Solve each system using substitution. check your solution.
a = 2/3b -3
a = 2b - 18
c = 3d -27
4d + 10c = 120
Ah, sometimes we do not see a question immediately. Also I am wondering what you have done so far yourself.
to find d you have to plug c = 3d -27 into 4d + 10c = 120. then maybe to find a you have to make 2/3b -3 =2b - 18. Not sure if that's right.
Sure Miley, those will work. However I told him that when he posted them earlier.
2 +2
2
-
6
To solve the first system of equations using substitution, we need to find the value of one variable in terms of the other from one equation and substitute it into the other equation. Let's begin:
Given:
a = (2/3)b - 3 ----(Equation 1)
a = 2b - 18 ----(Equation 2)
From Equation 1, let's solve for b:
a = (2/3)b - 3
Multiply through by 3 to eliminate the fraction:
3a = 2b - 9
Now, we have the value of b in terms of a. We can substitute this into Equation 2:
2b - 18 = 3a ----(Equation 2)
2(2/3)b - 18 = 3a (Substituting the value of b from Equation 1)
(4/3)b - 18 = 3a
Multiply through by 3/4 to eliminate the fraction:
(3/4)(4/3)b - (3/4)(18) = (3/4)(3a)
b - 13.5 = (9/4)a
Now, we have b in terms of a. We can plug this into Equation 1 to solve for a:
a = (2/3)b - 3
a = (2/3)(b - 13.5) - 3 (Substituting the value of b from above)
a = (2/3)b - 9 - 3
a = (2/3)b - 12
We have obtained the value of a in terms of b. So, the solution to the first system is:
a = (2/3)b - 12
b = (9/4)a + 13.5
To check the solution, substitute the values of a and b into the original equations and see if they satisfy both equations.

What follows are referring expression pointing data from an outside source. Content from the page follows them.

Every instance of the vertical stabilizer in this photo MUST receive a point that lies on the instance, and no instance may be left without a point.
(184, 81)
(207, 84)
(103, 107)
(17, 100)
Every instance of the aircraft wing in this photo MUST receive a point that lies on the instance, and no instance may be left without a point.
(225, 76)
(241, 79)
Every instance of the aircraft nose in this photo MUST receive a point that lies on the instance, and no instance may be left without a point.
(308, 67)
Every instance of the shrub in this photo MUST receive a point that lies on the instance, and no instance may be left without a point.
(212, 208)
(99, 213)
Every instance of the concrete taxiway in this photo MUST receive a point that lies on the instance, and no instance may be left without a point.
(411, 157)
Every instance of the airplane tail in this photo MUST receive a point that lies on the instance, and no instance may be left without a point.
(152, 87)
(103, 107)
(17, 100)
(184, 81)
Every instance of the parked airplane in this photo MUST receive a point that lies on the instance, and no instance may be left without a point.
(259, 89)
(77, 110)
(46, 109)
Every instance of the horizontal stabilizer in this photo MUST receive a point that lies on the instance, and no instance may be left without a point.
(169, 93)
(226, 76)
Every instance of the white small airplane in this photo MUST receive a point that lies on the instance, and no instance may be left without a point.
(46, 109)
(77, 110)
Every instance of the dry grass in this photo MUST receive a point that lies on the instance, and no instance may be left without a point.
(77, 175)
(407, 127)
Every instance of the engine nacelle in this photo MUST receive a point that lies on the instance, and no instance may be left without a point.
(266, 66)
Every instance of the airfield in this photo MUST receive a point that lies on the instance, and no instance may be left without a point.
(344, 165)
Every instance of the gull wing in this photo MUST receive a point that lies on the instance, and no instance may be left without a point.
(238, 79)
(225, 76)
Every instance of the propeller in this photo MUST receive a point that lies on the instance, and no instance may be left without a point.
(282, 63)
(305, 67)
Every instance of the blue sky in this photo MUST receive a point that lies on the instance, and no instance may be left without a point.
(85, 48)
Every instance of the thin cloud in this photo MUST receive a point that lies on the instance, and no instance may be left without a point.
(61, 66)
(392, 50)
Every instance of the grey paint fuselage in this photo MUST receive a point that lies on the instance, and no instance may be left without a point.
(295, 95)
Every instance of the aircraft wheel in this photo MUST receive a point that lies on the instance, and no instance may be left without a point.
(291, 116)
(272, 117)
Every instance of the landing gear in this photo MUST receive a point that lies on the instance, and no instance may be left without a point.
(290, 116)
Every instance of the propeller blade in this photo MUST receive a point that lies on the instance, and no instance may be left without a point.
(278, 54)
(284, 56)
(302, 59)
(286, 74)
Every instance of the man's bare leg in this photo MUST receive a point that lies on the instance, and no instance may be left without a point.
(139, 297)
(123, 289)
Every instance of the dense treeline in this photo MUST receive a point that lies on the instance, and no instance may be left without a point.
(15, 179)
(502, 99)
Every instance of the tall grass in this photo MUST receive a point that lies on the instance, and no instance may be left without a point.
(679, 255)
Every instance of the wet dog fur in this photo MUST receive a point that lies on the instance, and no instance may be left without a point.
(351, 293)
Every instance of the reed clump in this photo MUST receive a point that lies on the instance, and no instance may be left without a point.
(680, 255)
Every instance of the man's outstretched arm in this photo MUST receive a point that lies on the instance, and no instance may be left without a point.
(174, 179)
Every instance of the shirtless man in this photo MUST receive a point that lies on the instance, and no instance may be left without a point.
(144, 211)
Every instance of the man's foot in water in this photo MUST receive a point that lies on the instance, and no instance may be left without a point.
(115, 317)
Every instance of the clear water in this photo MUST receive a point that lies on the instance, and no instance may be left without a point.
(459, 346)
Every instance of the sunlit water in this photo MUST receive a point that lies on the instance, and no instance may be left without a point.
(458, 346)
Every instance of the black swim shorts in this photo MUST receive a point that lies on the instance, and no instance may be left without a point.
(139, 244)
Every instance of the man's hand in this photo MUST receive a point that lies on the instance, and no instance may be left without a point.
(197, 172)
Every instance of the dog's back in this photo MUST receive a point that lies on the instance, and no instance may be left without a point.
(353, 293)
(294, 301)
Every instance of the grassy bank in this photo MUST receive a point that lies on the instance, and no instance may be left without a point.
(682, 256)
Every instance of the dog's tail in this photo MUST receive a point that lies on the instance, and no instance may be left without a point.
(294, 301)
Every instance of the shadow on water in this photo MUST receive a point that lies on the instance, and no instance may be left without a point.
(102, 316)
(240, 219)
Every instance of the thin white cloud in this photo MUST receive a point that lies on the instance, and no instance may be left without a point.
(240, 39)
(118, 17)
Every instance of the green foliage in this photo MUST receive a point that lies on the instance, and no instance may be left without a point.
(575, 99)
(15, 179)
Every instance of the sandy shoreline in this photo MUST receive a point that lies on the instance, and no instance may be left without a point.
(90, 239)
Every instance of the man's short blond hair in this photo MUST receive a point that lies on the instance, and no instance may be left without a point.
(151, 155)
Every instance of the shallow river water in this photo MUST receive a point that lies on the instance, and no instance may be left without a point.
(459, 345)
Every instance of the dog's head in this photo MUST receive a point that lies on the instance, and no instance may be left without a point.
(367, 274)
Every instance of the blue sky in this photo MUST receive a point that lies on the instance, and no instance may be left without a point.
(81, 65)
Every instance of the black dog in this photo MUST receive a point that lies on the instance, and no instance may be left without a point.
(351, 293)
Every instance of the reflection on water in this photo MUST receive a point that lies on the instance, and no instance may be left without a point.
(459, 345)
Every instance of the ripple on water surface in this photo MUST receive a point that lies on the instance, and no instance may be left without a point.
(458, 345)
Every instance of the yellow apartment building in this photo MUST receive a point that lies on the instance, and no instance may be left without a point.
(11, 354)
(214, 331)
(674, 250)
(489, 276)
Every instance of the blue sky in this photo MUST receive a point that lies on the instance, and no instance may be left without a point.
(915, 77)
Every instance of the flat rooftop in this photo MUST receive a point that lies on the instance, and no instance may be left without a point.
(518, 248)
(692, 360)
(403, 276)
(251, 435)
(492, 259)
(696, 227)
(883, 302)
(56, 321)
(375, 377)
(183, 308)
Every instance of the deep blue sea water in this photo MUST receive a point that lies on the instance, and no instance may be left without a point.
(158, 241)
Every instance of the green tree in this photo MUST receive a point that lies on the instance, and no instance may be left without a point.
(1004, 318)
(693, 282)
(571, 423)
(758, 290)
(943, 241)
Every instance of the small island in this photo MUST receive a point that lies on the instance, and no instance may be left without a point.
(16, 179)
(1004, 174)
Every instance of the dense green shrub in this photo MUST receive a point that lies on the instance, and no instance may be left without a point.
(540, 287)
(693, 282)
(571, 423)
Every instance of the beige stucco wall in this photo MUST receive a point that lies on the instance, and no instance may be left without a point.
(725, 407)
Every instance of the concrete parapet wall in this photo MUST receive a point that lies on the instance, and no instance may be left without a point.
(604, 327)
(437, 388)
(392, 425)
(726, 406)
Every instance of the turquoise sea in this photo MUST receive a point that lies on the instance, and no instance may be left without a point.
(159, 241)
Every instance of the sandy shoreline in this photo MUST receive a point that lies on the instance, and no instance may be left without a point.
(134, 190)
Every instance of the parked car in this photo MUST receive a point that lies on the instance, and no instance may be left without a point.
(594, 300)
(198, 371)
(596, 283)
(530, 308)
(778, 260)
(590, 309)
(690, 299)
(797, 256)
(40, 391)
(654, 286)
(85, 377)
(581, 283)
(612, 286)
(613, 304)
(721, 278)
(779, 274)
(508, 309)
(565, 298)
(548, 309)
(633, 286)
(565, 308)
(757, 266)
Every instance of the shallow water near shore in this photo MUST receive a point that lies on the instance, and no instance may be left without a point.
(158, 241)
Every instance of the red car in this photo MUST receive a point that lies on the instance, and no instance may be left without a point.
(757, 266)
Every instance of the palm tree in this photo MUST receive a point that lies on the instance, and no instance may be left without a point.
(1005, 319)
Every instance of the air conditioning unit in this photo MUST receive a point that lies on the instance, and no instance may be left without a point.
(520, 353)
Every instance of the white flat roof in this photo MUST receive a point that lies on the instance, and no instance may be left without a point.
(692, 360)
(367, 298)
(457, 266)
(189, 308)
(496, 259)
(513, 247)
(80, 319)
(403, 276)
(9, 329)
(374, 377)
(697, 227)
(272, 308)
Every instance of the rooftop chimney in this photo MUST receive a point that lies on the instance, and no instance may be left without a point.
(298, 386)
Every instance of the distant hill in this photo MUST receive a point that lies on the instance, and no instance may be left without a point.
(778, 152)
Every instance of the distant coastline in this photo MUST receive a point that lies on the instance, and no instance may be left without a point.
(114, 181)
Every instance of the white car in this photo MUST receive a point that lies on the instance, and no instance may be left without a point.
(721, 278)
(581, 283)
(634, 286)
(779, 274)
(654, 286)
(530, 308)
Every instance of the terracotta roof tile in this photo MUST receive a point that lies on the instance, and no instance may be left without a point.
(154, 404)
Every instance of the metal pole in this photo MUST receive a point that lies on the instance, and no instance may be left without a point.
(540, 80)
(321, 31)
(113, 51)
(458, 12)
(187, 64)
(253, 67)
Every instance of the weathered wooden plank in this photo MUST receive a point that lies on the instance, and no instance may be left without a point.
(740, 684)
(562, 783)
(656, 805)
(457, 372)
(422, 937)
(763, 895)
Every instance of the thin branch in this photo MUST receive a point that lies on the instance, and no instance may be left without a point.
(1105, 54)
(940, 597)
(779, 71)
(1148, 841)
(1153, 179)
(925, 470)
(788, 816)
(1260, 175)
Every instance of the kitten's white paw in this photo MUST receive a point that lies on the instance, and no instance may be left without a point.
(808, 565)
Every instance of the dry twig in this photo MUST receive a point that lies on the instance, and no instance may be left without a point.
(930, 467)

Similarly, let's solve the second system using the method of substitution:
Given:
c = 3d - 27 ----(Equation 3)
4d + 10c = 120 ----(Equation 4)
From Equation 3, let's solve for c:
c = 3d - 27
Now, substitute this value into Equation 4:
4d + 10c = 120
4d + 10(3d - 27) = 120 (Substituting the value of c from Equation 3)
4d + 30d - 270 = 120
34d - 270 = 120
34d = 120 + 270
34d = 390
d = 390/34
d = 11.47 (rounded to two decimal places)
Now that we have the value of d, we can substitute it back into Equation 3 to find the value of c:
c = 3d - 27
c = 3(11.47) - 27
c = 34.41 - 27
c = 7.41 (rounded to two decimal places)
Therefore, the solution to the second system of equations is:
c = 7.41
d = 11.47
To check the solution, substitute the values of c and d into the original equations and see if they satisfy both equations.